Chinese traditional stage art

Zhengzi opera (Chinese: 正字戲), also called Zhengzixi, is a very old traditional Chinese stage art that comes from Guangdong province. It uses ancient official speech sounds from past dynasties, keeping alive unique music, old words, and classic acting styles from hundreds of years ago.

== Origin ==
There are several theories regarding the origins of Zhengzi Opera. However, modern scholarship generally agrees that Zhengzi Opera originated in the early Ming Dynasty when a branch of Southern Opera (南戲) was introduced to eastern Guangdong. This ancient art form was initially called Zhengyin Opera (正音戲) and was mainly rooted in the Hailufeng area (now Shanwei City). It is a rare, multi-layered theatrical genre that has been passed down for over 600 years.

=== Ming dynasty ===
Zhengzi Opera employs the Zhongzhou official dialect, also known as Central Plains Mandarin (中州官話, which is not the same as modern Mandarin), reading tradition in its singing and recitation. It is an ancient and rare multi‑vocal genre of Chinese theatre. A branch of early‑Ming Nanxi was introduced into eastern Guangdong, where it developed into what is now called Zhengzi Opera, taking firm root in the Hailufeng region. From there it later spread to Hong Kong, Macau, Taiwan, and various parts of Southeast Asia.

=== Qing dynasty ===
During the Qing dynasty, Zhengzi opera reached its artistic maturity and peak commercial expansion, solidifying its footprint across southern China. While it maintained its elite status by singing in the Zhongzhou official dialect, the genre actively adapted to the shifting theatrical landscape of the era.

=== Modern Times ===
In June 2006, Zhengzi Opera was included in the first batch of national intangible cultural heritage list by the State Council of China.

== Artistic features ==
In Zhengzi Opera, martial plays are bold, vigorous, unrestrained, and graceful in their physicality, while civil plays are refined and delicate, combining elegance with popular appeal. Together they preserve the rich performance tradition of Nanxi, in which singing and movement are closely integrated.
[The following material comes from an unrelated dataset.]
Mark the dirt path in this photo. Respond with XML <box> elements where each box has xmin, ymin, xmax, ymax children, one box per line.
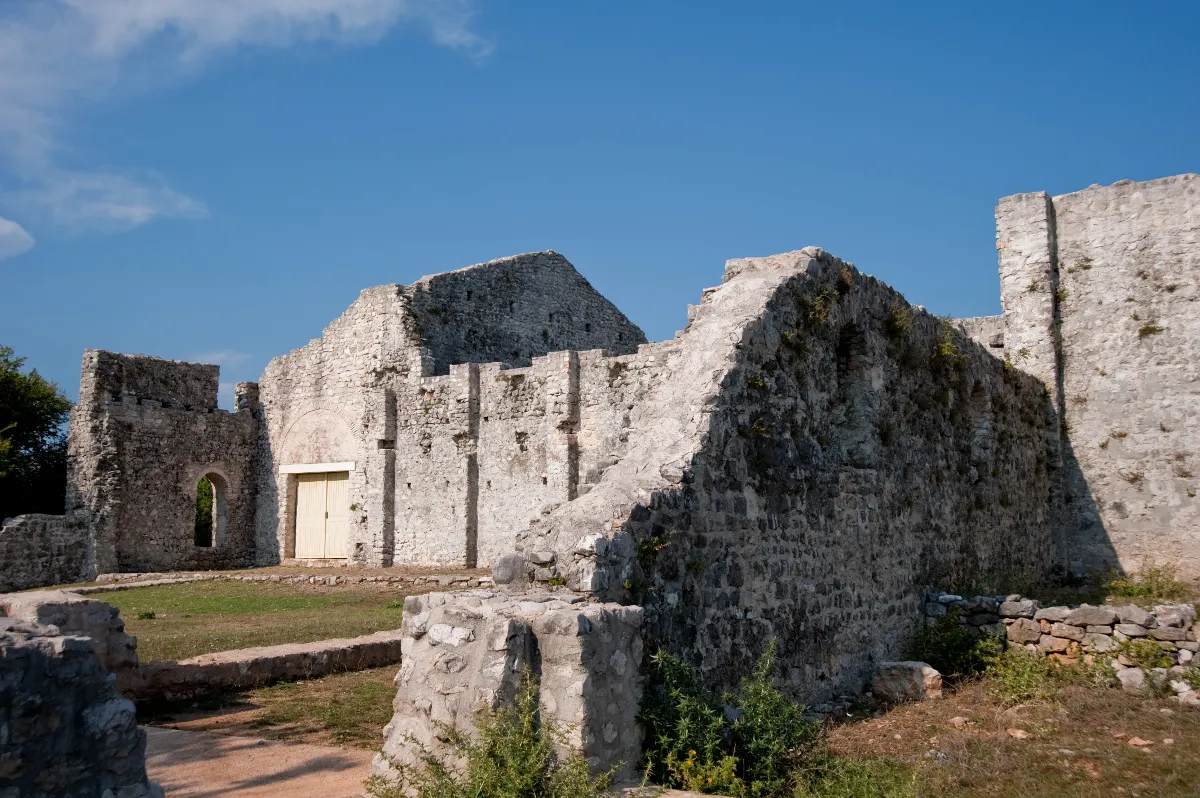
<box><xmin>146</xmin><ymin>727</ymin><xmax>372</xmax><ymax>798</ymax></box>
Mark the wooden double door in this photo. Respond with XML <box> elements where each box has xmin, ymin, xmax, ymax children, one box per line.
<box><xmin>295</xmin><ymin>472</ymin><xmax>350</xmax><ymax>559</ymax></box>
The vocal and instrumental resources of Zhengzi Opera are remarkably diverse. In the Zhengyin repertoire, vocal styles such as Yiyangqiang and Yuyaoqiang are bright, resonant, and impassioned, conveying the upright and heroic qualities of martial characters. By contrast, the Qingyangqiang, Haiyanqiang, and Sipingqiang used in sheng‑dan roles are gentle, limpid, and lyrical, marked by a floating, expressive beauty. These ancient and richly colored vocal traditions embody the distinctive tonal qualities and aesthetic flavor of the southern Nanqu heritage.